Getty Images/iStockphoto
An analyst's blueprint for choosing a cloud data platform
Though choosing the tools that best fit the needs of an organization is difficult, analyst Doug Henschen has come up with a series of steps that can serve as a guide.
Choosing a cloud data platform can be overwhelming with the breadth of products on the market, but following a basic strategy can not only simplify the selection process but also enable organizations to construct the right platform for their needs.
The process of deriving value from data is complex. So are many of the tools designed to help organizations realize that value. Selecting the tools that best fit an organization's needs, therefore, is crucial.
But where to begin?
"It's a daunting task," Doug Henschen, an analyst at Constellation Research, said during a March 8 webinar hosted by data lake vendor ChaosSearch.

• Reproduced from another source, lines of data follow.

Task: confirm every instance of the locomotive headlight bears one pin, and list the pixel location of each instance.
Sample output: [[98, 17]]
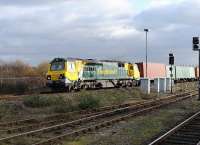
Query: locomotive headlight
[[62, 76], [48, 77]]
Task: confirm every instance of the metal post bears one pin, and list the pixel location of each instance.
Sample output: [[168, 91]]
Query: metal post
[[146, 54], [146, 30], [199, 76], [171, 78]]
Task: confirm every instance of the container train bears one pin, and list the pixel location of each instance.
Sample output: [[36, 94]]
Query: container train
[[74, 74]]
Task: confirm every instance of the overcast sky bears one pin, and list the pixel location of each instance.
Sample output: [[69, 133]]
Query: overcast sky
[[38, 30]]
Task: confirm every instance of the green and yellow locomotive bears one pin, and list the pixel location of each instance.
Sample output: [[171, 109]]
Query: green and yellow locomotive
[[86, 73]]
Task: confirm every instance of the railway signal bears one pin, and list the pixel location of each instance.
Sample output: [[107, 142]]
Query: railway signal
[[171, 62], [195, 43]]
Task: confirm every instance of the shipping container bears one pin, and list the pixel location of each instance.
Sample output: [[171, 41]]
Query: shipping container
[[197, 72], [185, 72], [155, 70]]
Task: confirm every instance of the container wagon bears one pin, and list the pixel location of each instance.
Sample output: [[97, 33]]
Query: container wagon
[[155, 70], [185, 73]]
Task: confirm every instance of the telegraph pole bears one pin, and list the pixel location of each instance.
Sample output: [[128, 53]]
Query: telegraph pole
[[197, 48], [146, 30], [171, 62]]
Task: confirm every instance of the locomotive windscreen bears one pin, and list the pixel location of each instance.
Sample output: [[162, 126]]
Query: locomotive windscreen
[[57, 65]]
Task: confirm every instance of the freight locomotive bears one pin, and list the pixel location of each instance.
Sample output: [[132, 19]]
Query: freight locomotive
[[87, 73], [74, 74]]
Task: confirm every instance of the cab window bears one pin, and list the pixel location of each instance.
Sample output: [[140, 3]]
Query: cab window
[[57, 66]]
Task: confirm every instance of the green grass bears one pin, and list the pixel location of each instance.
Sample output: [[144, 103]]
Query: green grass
[[140, 130]]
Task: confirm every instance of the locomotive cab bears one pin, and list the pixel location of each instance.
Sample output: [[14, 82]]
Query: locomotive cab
[[63, 73]]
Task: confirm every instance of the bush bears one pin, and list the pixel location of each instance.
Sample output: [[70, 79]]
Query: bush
[[88, 102]]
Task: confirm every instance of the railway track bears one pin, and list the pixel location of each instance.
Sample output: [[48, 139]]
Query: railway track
[[186, 133], [94, 120]]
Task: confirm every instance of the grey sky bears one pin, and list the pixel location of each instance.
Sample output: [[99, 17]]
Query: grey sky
[[34, 31]]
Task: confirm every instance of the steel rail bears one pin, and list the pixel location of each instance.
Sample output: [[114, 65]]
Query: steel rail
[[37, 124], [170, 132], [107, 123], [51, 128]]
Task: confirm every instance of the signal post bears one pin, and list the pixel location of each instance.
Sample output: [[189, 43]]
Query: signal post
[[197, 48]]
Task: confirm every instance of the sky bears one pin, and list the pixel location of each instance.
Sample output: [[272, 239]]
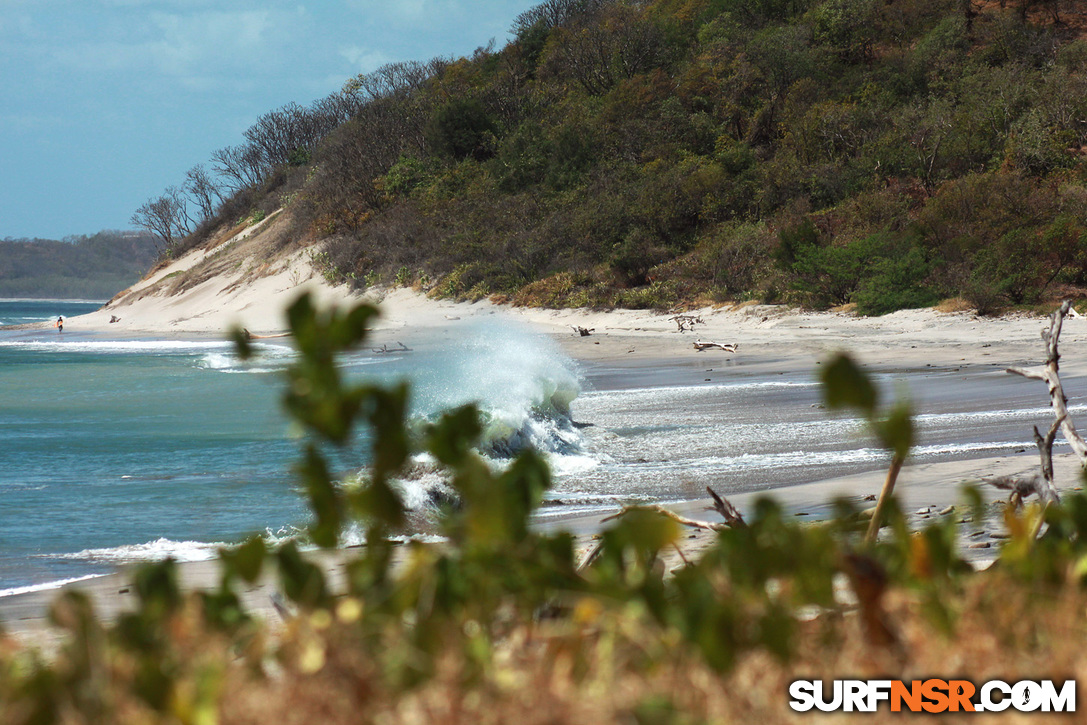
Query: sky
[[104, 103]]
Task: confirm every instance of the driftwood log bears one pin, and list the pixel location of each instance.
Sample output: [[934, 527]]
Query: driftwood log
[[250, 336], [1040, 485], [704, 345], [1050, 375], [721, 504], [686, 322]]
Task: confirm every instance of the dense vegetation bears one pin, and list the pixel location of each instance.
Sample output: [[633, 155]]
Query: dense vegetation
[[502, 623], [88, 267], [651, 153]]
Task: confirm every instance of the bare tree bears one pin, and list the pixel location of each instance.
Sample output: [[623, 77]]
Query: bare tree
[[166, 216], [203, 191], [241, 166]]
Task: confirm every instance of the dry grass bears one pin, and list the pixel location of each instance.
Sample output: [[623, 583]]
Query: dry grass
[[617, 669]]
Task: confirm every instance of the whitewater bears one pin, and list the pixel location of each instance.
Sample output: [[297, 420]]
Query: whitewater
[[125, 450]]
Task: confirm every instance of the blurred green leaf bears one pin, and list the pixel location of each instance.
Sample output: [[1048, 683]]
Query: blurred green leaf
[[845, 385]]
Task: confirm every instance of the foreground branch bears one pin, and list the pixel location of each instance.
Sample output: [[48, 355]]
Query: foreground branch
[[896, 466], [1049, 375], [1042, 485]]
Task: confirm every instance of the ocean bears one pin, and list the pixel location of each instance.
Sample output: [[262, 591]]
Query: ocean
[[122, 450]]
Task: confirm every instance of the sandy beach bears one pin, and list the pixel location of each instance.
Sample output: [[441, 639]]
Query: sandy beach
[[769, 339]]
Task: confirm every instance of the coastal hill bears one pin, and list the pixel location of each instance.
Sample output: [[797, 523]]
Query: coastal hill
[[90, 267], [684, 152]]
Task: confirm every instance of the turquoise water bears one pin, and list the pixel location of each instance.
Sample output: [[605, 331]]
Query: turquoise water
[[121, 450], [20, 312], [109, 446]]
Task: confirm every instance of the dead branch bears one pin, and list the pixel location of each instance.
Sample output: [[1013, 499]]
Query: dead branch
[[727, 511], [1041, 486], [896, 466], [702, 345], [1049, 375]]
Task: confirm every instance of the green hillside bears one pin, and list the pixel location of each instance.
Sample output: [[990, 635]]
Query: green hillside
[[884, 153], [94, 267]]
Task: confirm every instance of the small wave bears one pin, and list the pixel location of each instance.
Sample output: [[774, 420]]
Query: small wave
[[158, 550], [803, 459], [49, 586], [119, 347]]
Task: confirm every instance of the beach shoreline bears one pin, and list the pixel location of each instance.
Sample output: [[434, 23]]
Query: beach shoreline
[[770, 339]]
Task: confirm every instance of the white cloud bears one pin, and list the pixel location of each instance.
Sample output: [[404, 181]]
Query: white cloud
[[194, 48], [364, 60], [407, 11]]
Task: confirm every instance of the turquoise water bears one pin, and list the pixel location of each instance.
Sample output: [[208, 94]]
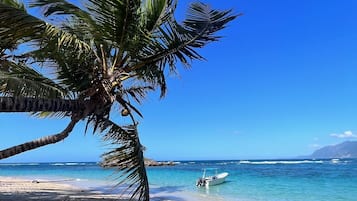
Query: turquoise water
[[253, 180]]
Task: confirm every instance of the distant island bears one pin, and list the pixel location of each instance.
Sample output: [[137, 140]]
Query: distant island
[[346, 149]]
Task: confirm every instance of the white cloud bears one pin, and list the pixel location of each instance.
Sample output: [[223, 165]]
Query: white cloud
[[346, 134], [315, 146]]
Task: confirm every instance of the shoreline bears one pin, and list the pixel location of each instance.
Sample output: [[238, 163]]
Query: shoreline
[[27, 188], [19, 188]]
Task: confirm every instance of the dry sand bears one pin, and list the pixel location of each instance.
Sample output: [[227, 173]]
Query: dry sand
[[15, 189]]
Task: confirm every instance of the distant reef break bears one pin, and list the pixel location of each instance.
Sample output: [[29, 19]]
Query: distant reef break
[[346, 149]]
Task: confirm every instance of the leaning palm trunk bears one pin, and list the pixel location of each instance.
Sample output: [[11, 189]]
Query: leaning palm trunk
[[25, 104], [38, 142]]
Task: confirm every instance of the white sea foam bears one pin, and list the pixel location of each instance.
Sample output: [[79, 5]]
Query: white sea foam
[[57, 164], [279, 162]]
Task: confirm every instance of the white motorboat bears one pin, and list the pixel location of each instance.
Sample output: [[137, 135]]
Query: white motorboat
[[211, 180]]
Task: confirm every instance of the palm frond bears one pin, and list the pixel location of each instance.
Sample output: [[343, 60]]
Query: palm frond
[[17, 79], [17, 26], [127, 158], [157, 12]]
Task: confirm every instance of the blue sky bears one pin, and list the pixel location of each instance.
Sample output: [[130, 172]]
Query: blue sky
[[281, 83]]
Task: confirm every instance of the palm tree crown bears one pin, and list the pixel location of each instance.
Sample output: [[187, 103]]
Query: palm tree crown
[[103, 55]]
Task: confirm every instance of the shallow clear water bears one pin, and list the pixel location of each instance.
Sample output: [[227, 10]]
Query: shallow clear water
[[258, 180]]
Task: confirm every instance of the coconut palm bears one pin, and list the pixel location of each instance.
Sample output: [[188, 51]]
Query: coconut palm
[[103, 56]]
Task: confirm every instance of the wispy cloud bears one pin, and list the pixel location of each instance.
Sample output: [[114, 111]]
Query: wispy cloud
[[315, 146], [346, 134]]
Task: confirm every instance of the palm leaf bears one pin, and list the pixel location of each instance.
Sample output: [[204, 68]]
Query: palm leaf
[[17, 79], [127, 157]]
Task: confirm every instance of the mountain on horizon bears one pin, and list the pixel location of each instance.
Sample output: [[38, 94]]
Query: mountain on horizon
[[347, 149]]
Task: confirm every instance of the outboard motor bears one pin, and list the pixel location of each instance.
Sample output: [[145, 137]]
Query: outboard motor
[[201, 182]]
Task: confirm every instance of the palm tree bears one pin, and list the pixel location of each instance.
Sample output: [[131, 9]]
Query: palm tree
[[103, 56]]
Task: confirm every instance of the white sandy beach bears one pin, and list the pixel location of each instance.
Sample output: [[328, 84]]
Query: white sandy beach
[[16, 189], [24, 189]]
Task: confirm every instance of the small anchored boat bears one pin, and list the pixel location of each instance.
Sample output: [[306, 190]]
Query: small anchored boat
[[211, 180]]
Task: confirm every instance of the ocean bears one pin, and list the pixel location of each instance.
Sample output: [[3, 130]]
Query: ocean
[[248, 180]]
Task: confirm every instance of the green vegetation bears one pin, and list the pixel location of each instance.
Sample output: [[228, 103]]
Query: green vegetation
[[104, 55]]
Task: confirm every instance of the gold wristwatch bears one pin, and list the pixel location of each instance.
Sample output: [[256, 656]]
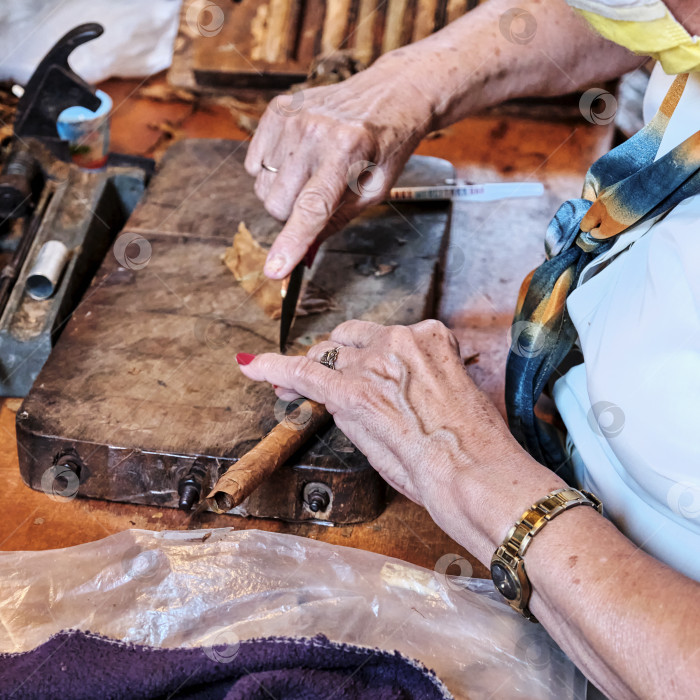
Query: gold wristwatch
[[507, 565]]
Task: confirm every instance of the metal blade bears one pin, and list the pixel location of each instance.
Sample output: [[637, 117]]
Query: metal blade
[[289, 303]]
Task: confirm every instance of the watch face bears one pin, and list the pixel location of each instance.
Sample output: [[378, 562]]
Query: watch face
[[505, 581]]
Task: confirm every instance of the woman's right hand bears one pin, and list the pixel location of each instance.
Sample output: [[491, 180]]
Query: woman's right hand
[[337, 149]]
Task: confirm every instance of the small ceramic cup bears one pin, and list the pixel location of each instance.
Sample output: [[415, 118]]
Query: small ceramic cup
[[87, 132]]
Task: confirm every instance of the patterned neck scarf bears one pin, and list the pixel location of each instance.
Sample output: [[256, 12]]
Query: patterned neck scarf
[[623, 188]]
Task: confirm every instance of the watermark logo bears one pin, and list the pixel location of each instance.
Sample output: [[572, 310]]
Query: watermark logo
[[205, 18], [294, 414], [684, 499], [598, 106], [132, 251], [222, 645], [365, 178], [606, 419], [527, 339], [517, 26], [141, 564], [454, 571]]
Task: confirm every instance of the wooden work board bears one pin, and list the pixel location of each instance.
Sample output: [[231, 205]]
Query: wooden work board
[[142, 389]]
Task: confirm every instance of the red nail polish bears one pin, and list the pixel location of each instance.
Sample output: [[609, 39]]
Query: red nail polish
[[244, 358]]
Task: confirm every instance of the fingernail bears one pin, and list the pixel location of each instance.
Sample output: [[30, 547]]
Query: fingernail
[[274, 264], [311, 254], [244, 358]]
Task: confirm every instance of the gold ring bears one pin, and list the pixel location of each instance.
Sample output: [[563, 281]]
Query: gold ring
[[329, 357]]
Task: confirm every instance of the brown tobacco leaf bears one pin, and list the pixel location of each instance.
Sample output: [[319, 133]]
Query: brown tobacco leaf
[[246, 259]]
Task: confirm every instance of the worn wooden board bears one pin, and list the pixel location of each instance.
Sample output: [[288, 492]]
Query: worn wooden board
[[273, 43], [143, 379]]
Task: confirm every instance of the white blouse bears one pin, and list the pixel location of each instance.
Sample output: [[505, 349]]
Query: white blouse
[[632, 410]]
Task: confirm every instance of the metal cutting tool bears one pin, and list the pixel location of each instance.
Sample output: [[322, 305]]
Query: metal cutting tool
[[450, 190]]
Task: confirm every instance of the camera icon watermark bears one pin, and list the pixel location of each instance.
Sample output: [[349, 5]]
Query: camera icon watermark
[[517, 26], [205, 18], [294, 414], [454, 571], [132, 251], [683, 499], [598, 106], [527, 339], [365, 179], [221, 645], [606, 419]]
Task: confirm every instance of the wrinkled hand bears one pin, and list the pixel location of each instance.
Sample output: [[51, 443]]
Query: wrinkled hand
[[402, 395], [337, 149]]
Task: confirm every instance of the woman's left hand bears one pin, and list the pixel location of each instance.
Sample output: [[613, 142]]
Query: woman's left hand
[[402, 395]]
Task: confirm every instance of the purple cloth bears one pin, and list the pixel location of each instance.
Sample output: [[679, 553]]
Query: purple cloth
[[76, 664]]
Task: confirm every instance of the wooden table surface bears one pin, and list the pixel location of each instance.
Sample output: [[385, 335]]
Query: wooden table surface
[[495, 245]]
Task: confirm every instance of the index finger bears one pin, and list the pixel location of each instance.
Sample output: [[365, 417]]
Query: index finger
[[298, 373], [313, 209]]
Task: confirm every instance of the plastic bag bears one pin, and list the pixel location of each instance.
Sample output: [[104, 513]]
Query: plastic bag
[[206, 587], [138, 38]]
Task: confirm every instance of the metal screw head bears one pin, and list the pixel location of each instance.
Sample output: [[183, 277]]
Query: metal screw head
[[317, 497]]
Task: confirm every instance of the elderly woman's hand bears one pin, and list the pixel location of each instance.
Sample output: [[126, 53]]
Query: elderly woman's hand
[[331, 151], [402, 395]]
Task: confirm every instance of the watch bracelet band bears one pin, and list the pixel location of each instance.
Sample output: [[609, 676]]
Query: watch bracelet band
[[532, 521], [541, 512]]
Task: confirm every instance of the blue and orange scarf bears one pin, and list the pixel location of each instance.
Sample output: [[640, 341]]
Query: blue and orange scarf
[[623, 188]]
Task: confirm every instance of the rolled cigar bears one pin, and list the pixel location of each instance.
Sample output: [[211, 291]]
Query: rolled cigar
[[241, 479]]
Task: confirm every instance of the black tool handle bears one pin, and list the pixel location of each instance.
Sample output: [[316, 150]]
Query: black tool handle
[[18, 182], [54, 86]]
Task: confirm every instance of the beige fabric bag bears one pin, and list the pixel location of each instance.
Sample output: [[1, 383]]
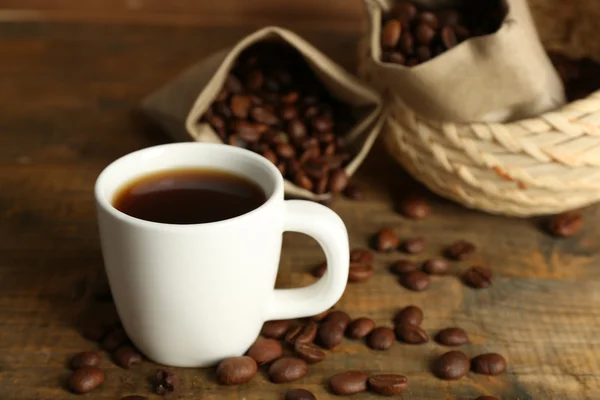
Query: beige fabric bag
[[179, 105], [494, 78]]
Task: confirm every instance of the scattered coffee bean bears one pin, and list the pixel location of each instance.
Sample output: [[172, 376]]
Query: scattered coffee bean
[[566, 225], [381, 338], [263, 351], [287, 369], [388, 384], [359, 328], [451, 365], [409, 315], [436, 266], [411, 334], [275, 329], [126, 356], [403, 266], [415, 208], [452, 337], [386, 240], [299, 394], [478, 277], [309, 352], [85, 379], [415, 280], [85, 359], [347, 383], [414, 245], [166, 382], [236, 370], [460, 250], [489, 364]]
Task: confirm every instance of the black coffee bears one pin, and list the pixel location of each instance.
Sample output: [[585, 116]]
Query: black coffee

To make it less overwhelming, Henschen outlined essential steps organizations can take when choosing a cloud data platform or the capabilities to construct their own.
They begin with a self-evaluation of the organization, progress to a consideration of an overall strategy and which capabilities on the market fit that strategy, and end with a screening and testing process to ultimately choose the right set of capabilities.
Cloud data platforms
Cloud data platforms are platforms where customers can not only store their data in lakes, warehouses and lakehouses but also connect analytics and data science platforms to perform analysis and data science tasks like developing augmented intelligence features and machine learning models.
Amazon Web Services, Google, Microsoft and Oracle are tech giants that offer cloud data platforms, while Databricks and Snowflake are growing vendors whose platforms enable data storage, analytics and data science.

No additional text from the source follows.